Any user who doesn't know what Gatekeeper's purpose is (and how to disable it) probably stand to benefit from keeping it on. I imagine these people are the ones most at risk for downloading malware.
People who don't want/like the walled garden can disable it trivially from the settings. For people like my mom, who clicks on any ad/link/attachment without a second thought, this will save a ton of headaches.
What about an OSS app like Darktable (which beats the sh*t out of Lightroom, in many use cases)?
None of the devs has an Apple Developer account and not one of them, understandably, is prepared to churn out the 99 USD just to be able to sign the OS X flavor of their app:
http://goo.gl/gzFZO
Shouldn't a kick-ass app like Darktable be easily deployable by anyone, not just those who know how to circumvent the 'walled garden'?
If it's really that good (I've never tried it), then surely a couple users would be willing to donate a few bucks for it to be signed (especially seeing as lightroom costs what, $150?). $99 isn't quite pocket change, but it's not big money either.
Reading the link, it seems like (some of) the devs have philosophical objections to doing that; fine.
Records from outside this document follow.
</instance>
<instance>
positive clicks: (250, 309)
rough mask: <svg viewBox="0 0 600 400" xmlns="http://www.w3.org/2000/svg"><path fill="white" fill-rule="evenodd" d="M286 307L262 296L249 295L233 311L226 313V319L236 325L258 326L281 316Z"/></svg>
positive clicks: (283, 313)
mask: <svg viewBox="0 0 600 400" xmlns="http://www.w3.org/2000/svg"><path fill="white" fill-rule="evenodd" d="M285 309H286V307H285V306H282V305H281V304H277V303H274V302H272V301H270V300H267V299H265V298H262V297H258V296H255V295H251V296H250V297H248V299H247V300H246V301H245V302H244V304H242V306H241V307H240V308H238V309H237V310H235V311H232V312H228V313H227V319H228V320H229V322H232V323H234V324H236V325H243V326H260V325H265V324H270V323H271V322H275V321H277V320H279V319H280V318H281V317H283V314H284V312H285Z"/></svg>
But philosophical objections aren't the same as "it can't be done".
Any user who doesn't know what Gatekeeper's purpose is (and how to disable it) probably stand to benefit from keeping it on. I imagine these people are the ones most at risk for downloading malware.
I don't necessarily disagree (I have a mom too ;)), but: (1) there are many trustable open source programs that are unsigned because their developers cannot afford or do not want to pay $99 per year for an Apple developer account; (2) OS X could display a warning that the user can override.
What happens now is that people will Google for the error to install some legitimate software, find a blog post that describes how to disable Gatekeeper, and switch of Gatekeeper permanently.
> OS X could display a warning that the user can override.
If it had an overridable dialog straight from double-click, people will just see this as an annoyance and end up clicking the "Yeah, whatever!" button without skipping a beat.
The way it is, it's actually overridable per application with "right click->open" which gives you the overridable warning you wish for, with OSX actually remembering the overriding and you can subsequently double-click on the now whitelisted app. This whitelisting apparently survives even Sparkle updating.
It appears that it's just convoluted enough for people dangerous to themselves not to shoot themselves in the foot, yet convenient enough for the informed user to act easily. And ironically the solution is actually written in the non-overridable dialog, yet the kind of people not reading dialogs is precisely the risky kind. I'd venture it's made so on purpose.
The way it is, it's actually overridable per application with "right click->open"
As I said in my original comment ;).
This whitelisting apparently survives even Sparkle updating.
Sparkle probably never sets the com.apple.quarantine attribute and if the application does not have LSFileQuarantineEnabled set in its Info.plist, its downloaded files are not put in quarantaine. Applications that do not have that extended attribute are never checked.
People who don't want/like the walled garden can disable it trivially from the settings. For people like my mom, who clicks on any ad/link/attachment without a second thought, this will save a ton of headaches.